Rhizomnium dentatum Temporal range: Middle Eocene PreꞒ Ꞓ O S D C P T J K Pg N

Scientific classification
- Kingdom: Plantae
- Division: Bryophyta
- Class: Bryopsida
- Subclass: Bryidae
- Order: Bryales
- Family: Mniaceae
- Genus: Rhizomnium
- Species: R. dentatum
- Binomial name: Rhizomnium dentatum Heinrichs et al, 2014

= Rhizomnium dentatum =

- Genus: Rhizomnium
- Species: dentatum
- Authority: Heinrichs et al, 2014

Extinct species of moss

Rhizomnium dentatum is an extinct species of moss in the family Mniaceae. The species is solely known from the Middle Eocene Baltic amber deposits in the Baltic Sea region of Europe. The genus contains a total of thirteen extant species distributed across the northern hemisphere.

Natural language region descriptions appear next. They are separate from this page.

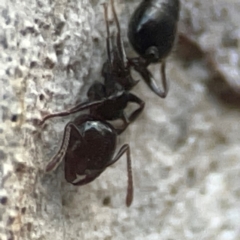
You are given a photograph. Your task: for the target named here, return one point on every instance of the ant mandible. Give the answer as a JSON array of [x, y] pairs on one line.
[[152, 33], [89, 142]]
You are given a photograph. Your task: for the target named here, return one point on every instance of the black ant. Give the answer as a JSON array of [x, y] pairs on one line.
[[152, 33], [107, 101], [89, 142]]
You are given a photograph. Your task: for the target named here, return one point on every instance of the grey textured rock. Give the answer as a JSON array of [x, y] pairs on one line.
[[185, 149]]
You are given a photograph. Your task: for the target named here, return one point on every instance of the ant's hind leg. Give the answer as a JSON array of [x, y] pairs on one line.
[[108, 41], [120, 46], [58, 157], [126, 149]]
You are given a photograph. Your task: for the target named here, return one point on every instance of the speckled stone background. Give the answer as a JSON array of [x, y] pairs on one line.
[[185, 149]]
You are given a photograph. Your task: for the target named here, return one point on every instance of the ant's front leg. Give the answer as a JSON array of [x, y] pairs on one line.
[[75, 109]]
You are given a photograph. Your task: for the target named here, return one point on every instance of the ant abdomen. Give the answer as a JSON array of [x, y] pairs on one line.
[[152, 28]]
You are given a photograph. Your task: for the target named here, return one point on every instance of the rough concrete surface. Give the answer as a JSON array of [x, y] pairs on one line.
[[185, 149]]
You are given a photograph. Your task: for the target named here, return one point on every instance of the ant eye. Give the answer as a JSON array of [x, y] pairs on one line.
[[152, 55]]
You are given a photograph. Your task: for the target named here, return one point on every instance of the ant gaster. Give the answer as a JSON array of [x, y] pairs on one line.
[[152, 32], [89, 142]]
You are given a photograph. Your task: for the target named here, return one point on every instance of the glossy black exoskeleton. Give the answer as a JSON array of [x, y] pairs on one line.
[[152, 32], [108, 100], [87, 148], [89, 142]]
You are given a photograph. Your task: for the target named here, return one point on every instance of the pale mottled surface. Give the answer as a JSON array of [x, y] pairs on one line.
[[185, 149]]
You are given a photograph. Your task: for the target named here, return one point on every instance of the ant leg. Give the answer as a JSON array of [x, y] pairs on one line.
[[58, 157], [122, 150], [108, 32], [77, 108], [120, 46], [133, 98], [127, 120], [141, 68]]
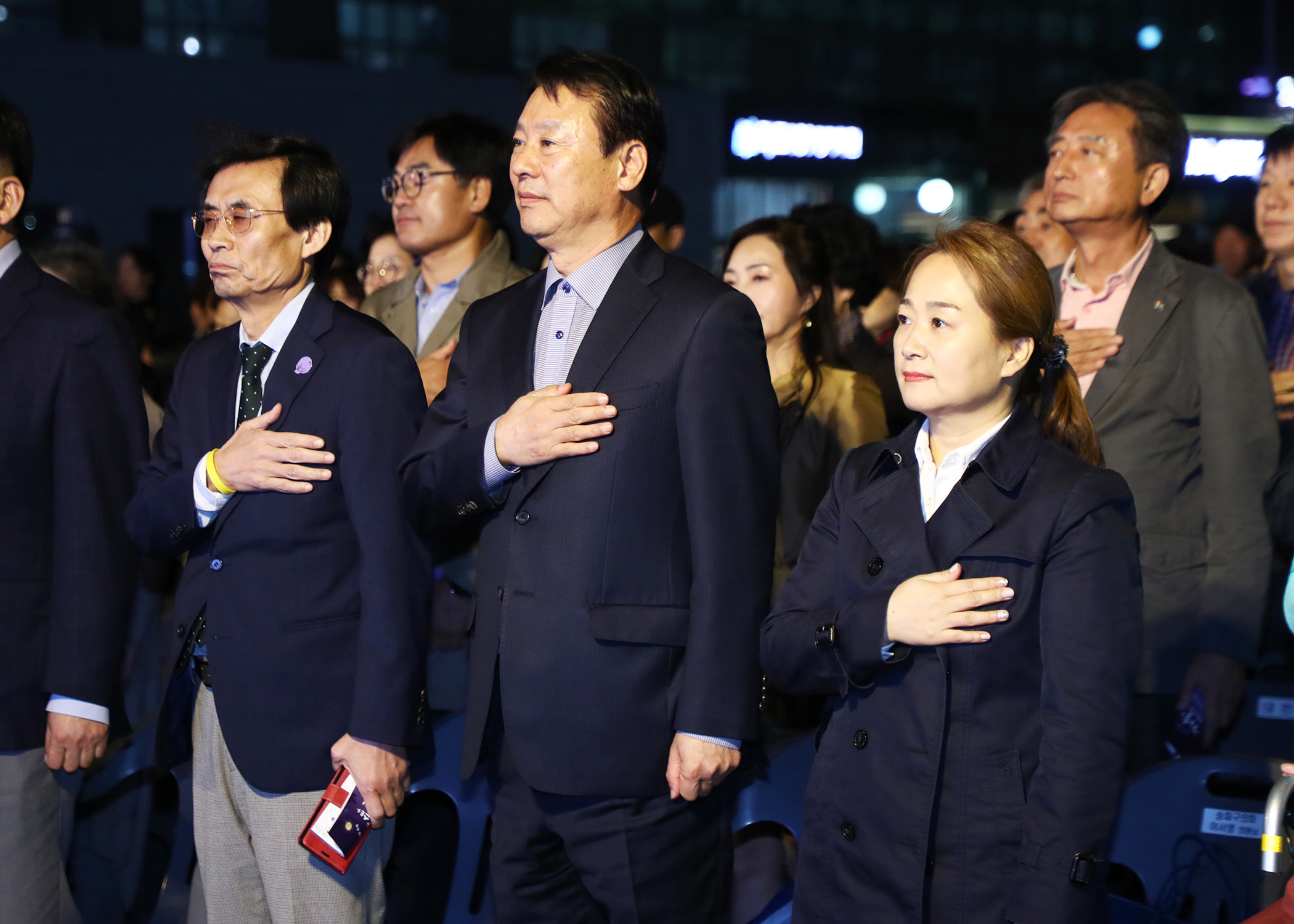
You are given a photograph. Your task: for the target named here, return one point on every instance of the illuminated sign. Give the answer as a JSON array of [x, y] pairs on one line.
[[1224, 158], [761, 137]]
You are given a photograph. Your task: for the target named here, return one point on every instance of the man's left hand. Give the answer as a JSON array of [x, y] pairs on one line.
[[381, 774], [1222, 683], [73, 743], [696, 766]]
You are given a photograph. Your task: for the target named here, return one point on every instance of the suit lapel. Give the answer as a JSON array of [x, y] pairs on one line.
[[18, 280], [1149, 306]]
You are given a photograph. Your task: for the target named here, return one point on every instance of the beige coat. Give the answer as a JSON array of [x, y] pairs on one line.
[[396, 306]]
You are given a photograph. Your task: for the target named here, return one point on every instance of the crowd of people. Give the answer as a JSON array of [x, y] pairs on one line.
[[993, 519]]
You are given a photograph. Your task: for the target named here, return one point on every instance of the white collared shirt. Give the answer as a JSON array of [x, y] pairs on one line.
[[8, 255], [937, 482], [209, 503]]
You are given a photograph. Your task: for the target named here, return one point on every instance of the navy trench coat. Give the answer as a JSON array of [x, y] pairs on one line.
[[958, 784]]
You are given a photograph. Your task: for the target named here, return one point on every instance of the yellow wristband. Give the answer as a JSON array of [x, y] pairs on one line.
[[215, 476]]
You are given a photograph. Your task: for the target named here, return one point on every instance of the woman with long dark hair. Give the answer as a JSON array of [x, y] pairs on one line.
[[969, 597], [782, 265]]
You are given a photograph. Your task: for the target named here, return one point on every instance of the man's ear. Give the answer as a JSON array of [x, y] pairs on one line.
[[316, 238], [1155, 183], [479, 189], [12, 196], [630, 166]]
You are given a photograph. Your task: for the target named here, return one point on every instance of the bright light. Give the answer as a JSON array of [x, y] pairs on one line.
[[1285, 92], [935, 196], [1149, 38], [1224, 158], [870, 198], [760, 137], [1256, 87]]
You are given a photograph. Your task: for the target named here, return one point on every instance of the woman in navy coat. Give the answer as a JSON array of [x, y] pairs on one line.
[[969, 594]]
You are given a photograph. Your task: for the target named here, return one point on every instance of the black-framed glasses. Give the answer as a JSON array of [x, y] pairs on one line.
[[410, 182], [237, 221]]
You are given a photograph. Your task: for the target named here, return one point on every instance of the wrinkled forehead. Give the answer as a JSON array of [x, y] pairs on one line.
[[255, 185]]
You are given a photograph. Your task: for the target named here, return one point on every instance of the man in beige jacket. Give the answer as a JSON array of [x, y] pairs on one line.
[[448, 192]]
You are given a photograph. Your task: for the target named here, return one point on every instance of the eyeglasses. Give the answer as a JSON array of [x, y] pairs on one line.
[[412, 182], [389, 267], [237, 221]]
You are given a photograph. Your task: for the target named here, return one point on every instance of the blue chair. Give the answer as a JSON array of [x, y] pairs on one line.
[[1187, 830], [470, 901]]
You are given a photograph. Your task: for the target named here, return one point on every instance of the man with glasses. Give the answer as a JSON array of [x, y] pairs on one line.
[[448, 190], [302, 606]]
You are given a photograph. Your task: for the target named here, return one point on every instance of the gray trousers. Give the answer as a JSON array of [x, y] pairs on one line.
[[36, 806], [253, 869]]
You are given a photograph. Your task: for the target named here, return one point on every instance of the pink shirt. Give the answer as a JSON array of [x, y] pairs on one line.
[[1104, 309]]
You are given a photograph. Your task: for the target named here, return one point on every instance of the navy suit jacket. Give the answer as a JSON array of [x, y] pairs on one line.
[[998, 761], [623, 591], [71, 434], [316, 611]]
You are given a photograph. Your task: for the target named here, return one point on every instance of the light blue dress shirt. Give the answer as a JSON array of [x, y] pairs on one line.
[[570, 303]]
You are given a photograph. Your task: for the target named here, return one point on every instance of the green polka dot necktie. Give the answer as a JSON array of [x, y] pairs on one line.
[[255, 356]]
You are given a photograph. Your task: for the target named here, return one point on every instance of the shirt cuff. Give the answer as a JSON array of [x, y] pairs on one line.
[[206, 503], [735, 745], [67, 706], [496, 472]]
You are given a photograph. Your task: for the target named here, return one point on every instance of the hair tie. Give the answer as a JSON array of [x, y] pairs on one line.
[[1059, 356]]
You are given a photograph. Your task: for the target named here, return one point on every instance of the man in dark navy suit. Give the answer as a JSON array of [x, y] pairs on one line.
[[71, 434], [614, 426], [303, 599]]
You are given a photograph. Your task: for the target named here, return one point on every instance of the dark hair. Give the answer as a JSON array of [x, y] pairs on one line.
[[624, 104], [667, 209], [853, 248], [1279, 143], [16, 157], [471, 147], [314, 187], [1158, 131], [1014, 288], [805, 253]]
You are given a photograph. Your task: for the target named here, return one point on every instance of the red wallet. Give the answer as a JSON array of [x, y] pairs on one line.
[[340, 825]]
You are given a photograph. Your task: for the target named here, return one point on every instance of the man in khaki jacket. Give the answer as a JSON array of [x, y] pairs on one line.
[[448, 192]]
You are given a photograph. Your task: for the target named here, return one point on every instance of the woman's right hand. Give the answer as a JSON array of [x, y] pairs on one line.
[[936, 609]]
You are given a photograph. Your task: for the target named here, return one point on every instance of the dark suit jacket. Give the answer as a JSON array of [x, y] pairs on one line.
[[1008, 752], [1186, 415], [315, 602], [623, 591], [71, 434]]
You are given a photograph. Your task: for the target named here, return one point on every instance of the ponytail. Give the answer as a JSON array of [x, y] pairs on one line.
[[1014, 288]]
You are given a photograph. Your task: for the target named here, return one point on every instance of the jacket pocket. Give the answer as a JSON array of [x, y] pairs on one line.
[[307, 624], [640, 624], [635, 398]]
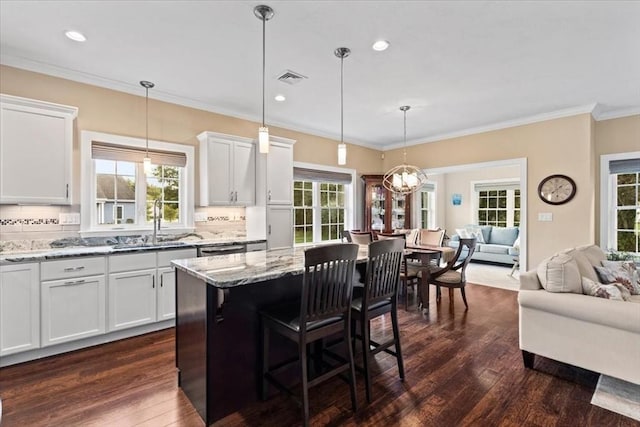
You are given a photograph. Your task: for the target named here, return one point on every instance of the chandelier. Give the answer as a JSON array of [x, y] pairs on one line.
[[404, 179]]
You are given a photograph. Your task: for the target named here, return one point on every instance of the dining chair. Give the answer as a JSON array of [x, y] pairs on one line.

==History and classification==
Rhizomnium dentatum is known from a small group of fossil gametophyte shoots which are inclusions in a transparent chunk of Baltic amber. The amber specimen also contains seven shoots of a Pyrrhobryum species moss, three shoot fragments of a pleurocarpous, flat laying, hypnalian moss, and part of a centipede. When the fossil was described it was part of the amber collections housed in the American Museum of Natural History. The amber was recovered from fossil bearing rocks in the Baltic Sea region of Europe. Estimates of the age date between 37 million years old, for the youngest sediments and 48 million years old. This age range straddles the middle Eocene, ranging from near the beginning of the Lutetian to the beginning of the Pribonian. The holotype was first studied by a group of five researchers led by Jochen Heinrichs of LMU Munich. The research group's 2014 type description for the species was published in the paleobotany journal Review of Palaeobotany and Palynology. The specific epithet dentatum was coined as a reference to the toothed margins of the leaves.

==Description==
The R. dentatum specimens the upper portions of a gametophyte shoots, with no lower structures preserved. Overall the stems are up to 7 mm long, with a noted zig-zag structure that separates it from the described extant species. The leaves are attached at the outer angles of the stem bends. Each of the leaves are up to 2.8 mm long and 1.92 mm wide. Each of the leaves is oval to oblong, with a margin that is smooth to sparsely toothed.